The entire thing is worth reading. It's chock-a-block with news -- like that Trump reportedly asked acting Attorney General Matthew Whitaker to install an ally to oversee the Southern District of New York investigation into Michael Cohen!! -- and insights into the world (and White House) of Donald Trump.

But amid all those words, one sentence in the piece stood out to me as deeply important when it comes to thinking about Trump, the investigation and what special counsel Robert Mueller knows.

Here's the sentence:

"The episode was among the first of multiple ham-handed efforts by the president to carry out a dual strategy: publicly casting the Russia story as an overblown hoax and privately trying to contain the investigation's reach."

The "episode" specifically referred to in the quote is Trump, in the midst of a meeting on how to handle the departure of national security adviser Michael Flynn, latching onto a rumor that then-Speaker Paul Ryan had said that the President had fired Flynn. No one in the meeting knew the real story and, as the Times piece makes clear, Trump didn't shed any light on it or really seem to care what the truth was. He quickly convinced himself that the idea of him firing Flynn would put any concerns about undue Russian influence on his 2016 campaign behind him.
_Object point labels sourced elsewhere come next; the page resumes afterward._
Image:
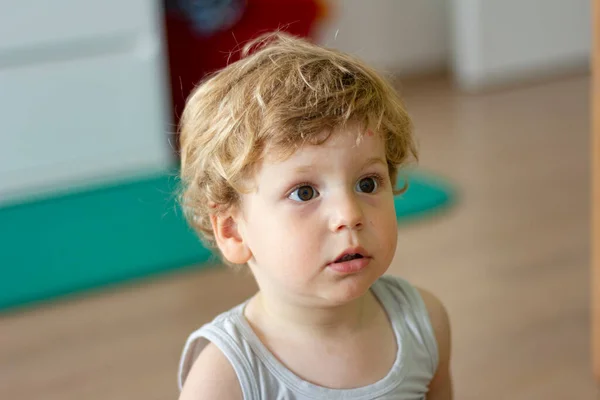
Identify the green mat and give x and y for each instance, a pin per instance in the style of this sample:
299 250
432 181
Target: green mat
73 242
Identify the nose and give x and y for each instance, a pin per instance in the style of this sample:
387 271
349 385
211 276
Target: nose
347 213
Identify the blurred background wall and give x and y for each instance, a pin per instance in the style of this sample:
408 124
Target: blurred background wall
83 94
84 90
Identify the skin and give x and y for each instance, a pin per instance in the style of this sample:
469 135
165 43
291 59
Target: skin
304 213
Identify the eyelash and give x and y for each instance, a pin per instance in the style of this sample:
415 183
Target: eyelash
378 179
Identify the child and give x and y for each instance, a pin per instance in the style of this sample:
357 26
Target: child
289 159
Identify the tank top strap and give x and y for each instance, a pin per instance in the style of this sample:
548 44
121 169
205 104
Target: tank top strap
406 300
223 333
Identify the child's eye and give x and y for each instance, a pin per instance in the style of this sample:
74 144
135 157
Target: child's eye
304 193
367 185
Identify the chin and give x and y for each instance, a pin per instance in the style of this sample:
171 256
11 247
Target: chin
350 288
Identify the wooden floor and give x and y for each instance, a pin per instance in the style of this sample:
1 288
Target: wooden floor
511 262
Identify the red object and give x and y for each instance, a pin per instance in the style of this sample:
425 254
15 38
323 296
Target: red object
192 56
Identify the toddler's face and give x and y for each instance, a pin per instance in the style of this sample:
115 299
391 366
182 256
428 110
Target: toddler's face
321 225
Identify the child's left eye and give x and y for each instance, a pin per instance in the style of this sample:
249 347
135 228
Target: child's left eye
367 185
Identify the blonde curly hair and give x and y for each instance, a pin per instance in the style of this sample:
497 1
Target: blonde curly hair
283 93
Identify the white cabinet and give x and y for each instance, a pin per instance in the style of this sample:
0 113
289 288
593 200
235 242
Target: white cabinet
83 94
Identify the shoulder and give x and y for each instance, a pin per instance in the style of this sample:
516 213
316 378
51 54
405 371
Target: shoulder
212 377
441 384
440 321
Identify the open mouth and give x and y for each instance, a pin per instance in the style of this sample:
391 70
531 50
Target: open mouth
348 257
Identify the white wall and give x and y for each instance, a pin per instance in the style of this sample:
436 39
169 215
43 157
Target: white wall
397 36
82 94
496 42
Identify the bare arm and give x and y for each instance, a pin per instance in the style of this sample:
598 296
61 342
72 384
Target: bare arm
440 387
211 377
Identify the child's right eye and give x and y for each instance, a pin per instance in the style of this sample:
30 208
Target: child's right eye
303 193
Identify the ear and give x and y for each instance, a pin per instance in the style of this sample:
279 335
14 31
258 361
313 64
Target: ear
229 239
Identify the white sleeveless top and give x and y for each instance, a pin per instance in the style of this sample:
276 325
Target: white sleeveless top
263 377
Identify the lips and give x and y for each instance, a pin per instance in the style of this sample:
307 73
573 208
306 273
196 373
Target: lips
350 261
350 254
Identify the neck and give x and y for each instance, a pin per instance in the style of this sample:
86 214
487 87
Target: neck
294 316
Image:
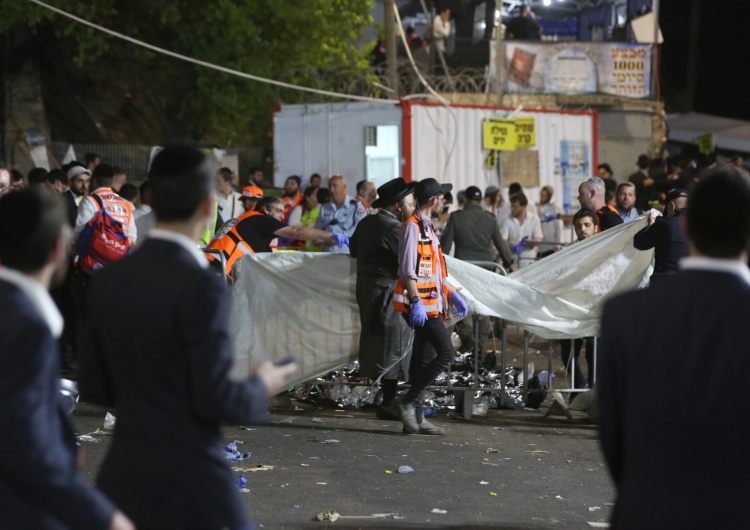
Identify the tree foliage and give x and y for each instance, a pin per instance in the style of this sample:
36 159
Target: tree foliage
267 38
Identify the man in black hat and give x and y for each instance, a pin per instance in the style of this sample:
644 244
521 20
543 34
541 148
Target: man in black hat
642 181
665 235
175 370
474 232
40 485
386 338
423 294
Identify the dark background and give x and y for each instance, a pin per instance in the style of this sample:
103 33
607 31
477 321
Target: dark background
720 56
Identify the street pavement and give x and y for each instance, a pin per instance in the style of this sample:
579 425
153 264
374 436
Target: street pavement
506 470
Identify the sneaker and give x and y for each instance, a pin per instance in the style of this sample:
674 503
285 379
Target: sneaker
407 413
426 428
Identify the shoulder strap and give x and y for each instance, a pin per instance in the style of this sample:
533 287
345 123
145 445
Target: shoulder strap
98 200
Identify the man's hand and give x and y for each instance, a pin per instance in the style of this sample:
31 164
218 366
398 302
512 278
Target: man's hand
273 376
340 239
517 249
462 309
418 314
120 522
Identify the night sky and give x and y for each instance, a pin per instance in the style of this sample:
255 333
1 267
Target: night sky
722 57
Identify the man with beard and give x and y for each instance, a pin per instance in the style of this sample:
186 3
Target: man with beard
664 234
40 485
386 339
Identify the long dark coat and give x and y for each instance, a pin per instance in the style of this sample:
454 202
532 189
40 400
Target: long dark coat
385 334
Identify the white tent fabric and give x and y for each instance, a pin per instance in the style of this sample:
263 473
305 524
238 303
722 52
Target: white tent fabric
303 305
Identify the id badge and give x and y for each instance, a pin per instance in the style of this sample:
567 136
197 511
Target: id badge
425 269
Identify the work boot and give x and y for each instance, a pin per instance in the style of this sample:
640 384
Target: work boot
407 413
426 428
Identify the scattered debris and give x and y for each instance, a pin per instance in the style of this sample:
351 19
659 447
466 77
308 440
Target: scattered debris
259 467
233 454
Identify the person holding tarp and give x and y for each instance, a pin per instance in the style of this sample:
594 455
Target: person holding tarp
253 232
386 338
683 343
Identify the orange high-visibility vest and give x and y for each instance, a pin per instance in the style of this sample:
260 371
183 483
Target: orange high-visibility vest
427 276
231 245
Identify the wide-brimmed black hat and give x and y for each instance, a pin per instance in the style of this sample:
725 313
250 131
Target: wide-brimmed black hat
393 191
428 188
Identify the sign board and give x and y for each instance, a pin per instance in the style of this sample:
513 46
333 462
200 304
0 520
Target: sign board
705 143
621 69
499 134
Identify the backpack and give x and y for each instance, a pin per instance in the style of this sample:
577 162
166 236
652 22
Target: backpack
102 241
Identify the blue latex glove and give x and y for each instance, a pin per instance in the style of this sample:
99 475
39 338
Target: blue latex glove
459 303
517 249
418 314
340 239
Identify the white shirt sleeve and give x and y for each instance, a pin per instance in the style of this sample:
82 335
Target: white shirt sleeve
295 218
86 211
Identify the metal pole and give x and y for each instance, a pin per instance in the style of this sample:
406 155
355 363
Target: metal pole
526 374
390 47
655 68
499 54
549 364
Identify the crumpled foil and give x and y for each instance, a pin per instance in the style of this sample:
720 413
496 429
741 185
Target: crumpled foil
345 388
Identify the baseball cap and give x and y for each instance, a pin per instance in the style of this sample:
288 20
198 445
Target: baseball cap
252 192
77 170
473 193
428 188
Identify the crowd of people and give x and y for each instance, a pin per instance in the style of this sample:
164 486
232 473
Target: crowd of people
77 232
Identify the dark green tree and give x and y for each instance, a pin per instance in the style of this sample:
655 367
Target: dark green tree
286 40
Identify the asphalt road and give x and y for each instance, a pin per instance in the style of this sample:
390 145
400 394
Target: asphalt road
506 470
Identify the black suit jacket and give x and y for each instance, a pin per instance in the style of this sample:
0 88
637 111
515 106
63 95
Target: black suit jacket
160 351
40 487
672 417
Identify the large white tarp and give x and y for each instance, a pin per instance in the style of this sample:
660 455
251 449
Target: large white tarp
303 305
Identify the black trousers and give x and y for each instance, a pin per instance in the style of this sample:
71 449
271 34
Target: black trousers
432 354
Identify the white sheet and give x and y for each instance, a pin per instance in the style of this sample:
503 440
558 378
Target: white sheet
303 305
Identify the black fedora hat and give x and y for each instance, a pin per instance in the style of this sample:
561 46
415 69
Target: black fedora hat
393 191
428 188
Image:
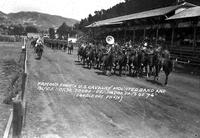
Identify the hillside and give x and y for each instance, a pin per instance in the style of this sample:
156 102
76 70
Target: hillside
41 20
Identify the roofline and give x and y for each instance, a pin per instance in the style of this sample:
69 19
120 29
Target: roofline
178 6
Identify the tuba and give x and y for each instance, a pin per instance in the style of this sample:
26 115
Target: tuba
110 40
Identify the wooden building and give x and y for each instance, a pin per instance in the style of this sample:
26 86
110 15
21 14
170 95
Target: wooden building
176 27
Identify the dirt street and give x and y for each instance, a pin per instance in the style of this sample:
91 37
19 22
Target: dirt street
175 114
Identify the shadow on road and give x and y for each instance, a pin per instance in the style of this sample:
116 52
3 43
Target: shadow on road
154 82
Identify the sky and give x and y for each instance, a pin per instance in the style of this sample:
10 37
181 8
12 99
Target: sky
76 9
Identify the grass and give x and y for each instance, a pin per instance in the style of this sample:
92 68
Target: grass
9 57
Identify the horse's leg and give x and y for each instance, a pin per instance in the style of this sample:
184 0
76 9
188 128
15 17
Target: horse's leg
120 70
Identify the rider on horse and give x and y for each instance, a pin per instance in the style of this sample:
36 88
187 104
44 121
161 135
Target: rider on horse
39 45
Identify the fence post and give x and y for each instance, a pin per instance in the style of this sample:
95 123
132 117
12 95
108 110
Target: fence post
17 118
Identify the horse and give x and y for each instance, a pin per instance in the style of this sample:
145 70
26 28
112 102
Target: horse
107 61
162 60
38 50
33 42
70 48
90 56
120 59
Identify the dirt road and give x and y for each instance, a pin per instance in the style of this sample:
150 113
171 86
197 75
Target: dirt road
175 114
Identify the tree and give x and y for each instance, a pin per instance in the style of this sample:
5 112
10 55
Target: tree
16 30
52 33
63 31
31 29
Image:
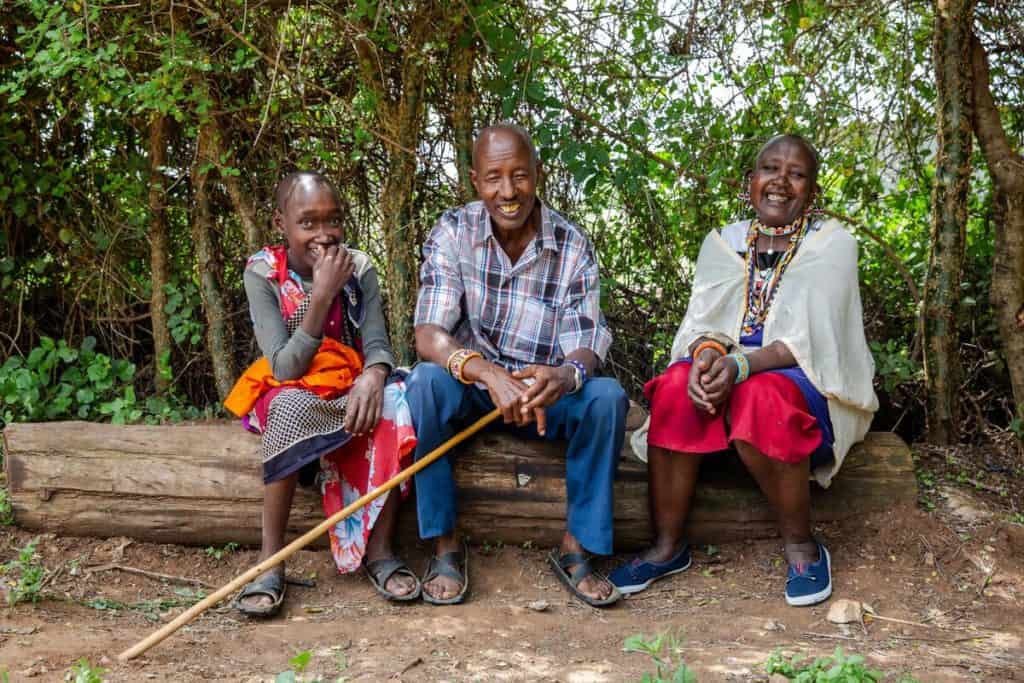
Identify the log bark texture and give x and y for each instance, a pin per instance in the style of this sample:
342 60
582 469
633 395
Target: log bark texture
201 484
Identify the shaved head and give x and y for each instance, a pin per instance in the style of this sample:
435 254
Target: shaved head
307 179
487 134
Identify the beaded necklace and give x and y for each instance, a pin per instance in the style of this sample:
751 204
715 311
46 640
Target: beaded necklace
762 284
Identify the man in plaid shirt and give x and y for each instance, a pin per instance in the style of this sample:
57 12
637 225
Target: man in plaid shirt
509 316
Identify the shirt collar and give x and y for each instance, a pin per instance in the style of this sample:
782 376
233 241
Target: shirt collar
546 238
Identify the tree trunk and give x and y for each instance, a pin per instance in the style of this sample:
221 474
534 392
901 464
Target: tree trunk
159 256
951 45
1007 170
247 212
242 202
464 103
401 118
218 327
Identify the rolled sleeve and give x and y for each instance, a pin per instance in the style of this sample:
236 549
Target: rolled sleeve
373 332
582 324
441 288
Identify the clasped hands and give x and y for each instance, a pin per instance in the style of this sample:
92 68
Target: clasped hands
523 395
711 381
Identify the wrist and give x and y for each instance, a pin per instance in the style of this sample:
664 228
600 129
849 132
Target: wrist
378 369
477 369
568 376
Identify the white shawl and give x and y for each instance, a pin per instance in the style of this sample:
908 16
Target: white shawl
816 312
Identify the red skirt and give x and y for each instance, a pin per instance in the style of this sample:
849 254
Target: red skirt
767 411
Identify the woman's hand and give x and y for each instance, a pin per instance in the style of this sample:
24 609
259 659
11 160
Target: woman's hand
718 381
695 385
366 400
331 272
550 384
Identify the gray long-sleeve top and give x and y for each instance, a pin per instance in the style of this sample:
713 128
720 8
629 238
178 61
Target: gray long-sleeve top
290 356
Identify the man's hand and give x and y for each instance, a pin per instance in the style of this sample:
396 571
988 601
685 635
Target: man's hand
506 391
366 400
718 381
549 384
695 385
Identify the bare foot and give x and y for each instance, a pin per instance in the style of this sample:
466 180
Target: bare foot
594 587
262 600
444 588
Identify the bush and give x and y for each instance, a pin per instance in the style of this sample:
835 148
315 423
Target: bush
57 382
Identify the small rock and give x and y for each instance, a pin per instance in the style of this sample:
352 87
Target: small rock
845 611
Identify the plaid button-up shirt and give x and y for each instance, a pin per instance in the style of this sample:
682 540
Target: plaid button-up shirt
536 311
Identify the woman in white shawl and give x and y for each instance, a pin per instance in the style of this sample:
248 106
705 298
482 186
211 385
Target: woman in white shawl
771 359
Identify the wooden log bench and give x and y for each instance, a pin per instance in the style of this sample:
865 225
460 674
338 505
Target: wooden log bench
200 484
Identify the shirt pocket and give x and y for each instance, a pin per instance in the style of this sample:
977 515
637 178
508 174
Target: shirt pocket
538 328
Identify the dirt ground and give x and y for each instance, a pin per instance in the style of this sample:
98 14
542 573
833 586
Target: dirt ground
946 587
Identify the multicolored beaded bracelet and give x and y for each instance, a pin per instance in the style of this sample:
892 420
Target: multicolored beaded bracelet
710 343
457 363
742 366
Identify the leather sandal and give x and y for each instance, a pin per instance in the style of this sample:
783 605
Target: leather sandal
380 571
561 563
454 565
270 585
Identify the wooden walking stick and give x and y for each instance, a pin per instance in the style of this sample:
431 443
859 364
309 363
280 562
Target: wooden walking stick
302 541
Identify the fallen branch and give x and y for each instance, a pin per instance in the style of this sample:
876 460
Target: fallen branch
181 581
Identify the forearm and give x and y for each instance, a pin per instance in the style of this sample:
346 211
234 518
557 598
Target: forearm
434 344
312 322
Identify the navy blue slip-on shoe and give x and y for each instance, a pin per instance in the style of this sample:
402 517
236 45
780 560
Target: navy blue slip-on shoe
638 574
809 584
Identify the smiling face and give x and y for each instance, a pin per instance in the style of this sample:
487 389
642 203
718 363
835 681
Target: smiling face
504 173
782 183
310 221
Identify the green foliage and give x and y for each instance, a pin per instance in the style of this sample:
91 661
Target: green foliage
647 114
664 650
84 672
298 664
839 668
57 382
894 366
183 308
6 510
24 575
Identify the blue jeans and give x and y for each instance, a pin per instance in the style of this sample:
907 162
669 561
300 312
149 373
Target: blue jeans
593 421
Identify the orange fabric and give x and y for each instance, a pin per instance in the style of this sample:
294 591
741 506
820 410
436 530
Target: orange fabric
332 372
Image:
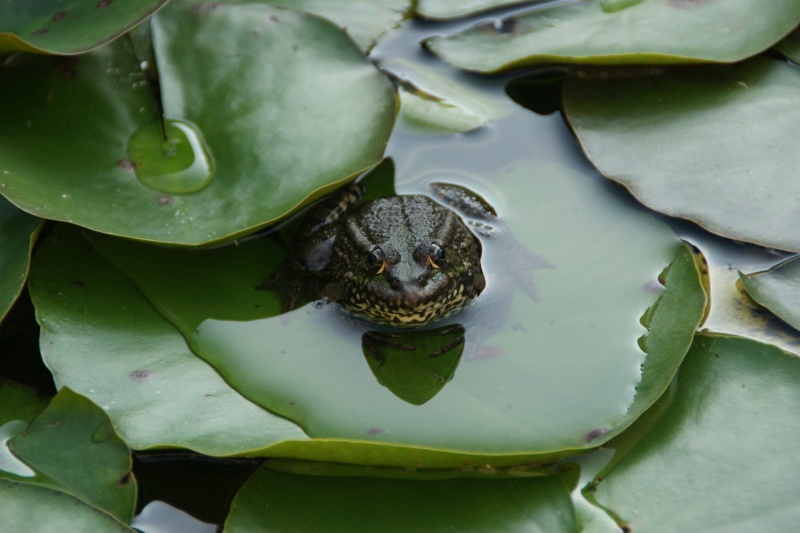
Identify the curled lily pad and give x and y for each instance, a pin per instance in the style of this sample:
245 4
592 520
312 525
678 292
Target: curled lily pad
450 9
243 86
68 27
498 406
18 231
693 143
730 428
276 501
621 32
120 353
778 290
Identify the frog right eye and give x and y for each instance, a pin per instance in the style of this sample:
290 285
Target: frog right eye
376 261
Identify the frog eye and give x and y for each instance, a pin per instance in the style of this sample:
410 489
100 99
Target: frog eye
436 256
376 261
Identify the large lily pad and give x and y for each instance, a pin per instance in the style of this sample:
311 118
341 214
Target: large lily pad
278 117
156 392
622 32
68 27
275 501
694 144
18 231
778 290
723 457
498 407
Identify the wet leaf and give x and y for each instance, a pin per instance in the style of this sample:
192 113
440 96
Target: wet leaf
59 443
18 232
275 142
31 508
621 32
723 454
515 372
68 26
694 144
450 9
102 339
777 289
275 501
365 21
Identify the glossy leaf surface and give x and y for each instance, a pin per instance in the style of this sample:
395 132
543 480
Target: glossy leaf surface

So he instructed then-White House press secretary Sean Spicer to go sell that line to the press.

(We previously knew that Trump was convinced that firing Flynn -- or telling people that he fired Flynn -- would end questions about Russia, because he told former New Jersey Gov. Chris Christie that very thing at lunch the day after Flynn left. And then Christie wrote about that conversation in a recently published book.)

The reason that sentence above is so important is because it reveals the conundrum at the center of Trump's ongoing response to the various investigations into his campaign and White House: Why, if he is totally innocent -- as he has declared many, many times -- is he working so damn hard over such a long time to influence, obfuscate and seemingly obstruct federal investigations?

Why try to pressure Whitaker into putting a Trump ally in charge of the Southern District of New York investigation into hush money payments made by Cohen to two women alleging affairs with the President in the mid-2000s, as the Times report says Trump did?

Why have one of your lawyers reach out to Flynn and former campaign chairman Paul Manafort in the summer of 2017 "to discuss possible pardons," as the Times reports?

Why lean on administration officials -- including deputy Attorney General Rod Rosenstein -- to turn over sensitive materials regarding the origins of Mueller's Russian interference probe to Trump's conservative allies in Congress, as the Times reports Trump did?

And on and on it goes. Trump's actions are not seemingly those of someone who is fully convinced of his innocence or unworried about what these investigations might find.

Think about it in your own life. How often have you fixated on something -- for two years! -- that you neither cared nor were concerned about? It's the whole the-opposite-of-love-isn't-hate-it's-indifference thing. Indifference is a sure sign that you truly are without fear, worry or hope in something. Whatever happens happens and all that. How Trump has acted over these past two years is the opposite of indifference.

The metaphor that has always made sense to me is Trump as a duck: On the surface of the water, he is doing everything he can to look as though he is gliding along smoothly, without a care in the world. Below the surface, he is paddling wildly.

Now, simply because Trump is paddling like mad under the surface while trying to look like he is effortlessly gliding on the surface doesn't make him guilty. Acting guilty -- or guilty-ish -- isn't proof of anything.

But with that single sentence, the Times reporters crystallized the circle I can't square in my own thinking about Trump and these investigations: Why work so hard to stop them if you truly aren't worried about what they'll find?